The English language chromosomes seem to have survived through a significantly long period of time, from their first appearance in the 19th century right into the 21st. It might seem a little dated now, but the novels of Bhabani Bhattacharya in mid-20th century had their own quaintness and subtle impact that may have lost its edge today, but certainly not their validity, as a statement of the times in which they came to be written. I am sure that I am leaving out many names, perhaps too many, of writers in the English language who have been linked to our city and have made their contribution. But I am neither a historian, nor a critic, but a lover of both literature and our city.

Again and again, the spirit of our city surfaces in the most unexpected and startling ways, especially in literature. How else do you explain the emergence in Calcutta of the semi-successful writer Jayojit, the protagonist of Amit Chaudhuri’s A New World, who returns from the American Mid-West with a broken marriage and a young son in tow, to revel in the “tranquility of watery lentil daal in a chinaware bowl and paabda fish in mustard”. How else do you account for the beginning of Jhumpa Lahiri’s The Namesake, where a pregnant and perpetually hungry, Bengali woman desperately tries to rustle up some jhaal muri in her New York apartment? And if jhaal muri isn’t all about Calcutta, what else is?
Whether you are a second generation Non-Resident Bengali like Jhumpa Lahiri, or brought up in Mumbai like Amit Chaudhuri, if you are a creative artist who is concerned about roots and identity, it is impossible that you will be able to escape the frame of reference that Calcutta continues to provide to all those who are historically linked to it.
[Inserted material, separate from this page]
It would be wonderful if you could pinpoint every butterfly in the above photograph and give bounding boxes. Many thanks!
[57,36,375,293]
This certainly is not only about being a Bengali, because the same predilections seem to haunt the visual imagery of a Wasim Kapur, or the Hindi writing of a Mannu Bhandari or Alka Saraogi.
The acceptance of English as an Indian language; the recognition of its Indian practitioners throughout the English-speaking world; and the resonances of this body of writing with what I choose to call The Calcutta Experience; all are post-colonial and post-Partition.
We are therefore confronted here not with a nostalgic connection between the city and the English language spawned by the Raj, but with a comparatively new experience translating itself through new artistic expression. We are being presented here with a wider, larger vista than contemporary Bangla literature, which is still caught up in its own middle-class vortex, but which is inextricably entangled with our city. The Calcutta Chromosomes seem to be growing everyday, in unpredictable directions, and one feels confident that evolution will see its emergence into a considerable cultural context, to which we will all be proud to belong.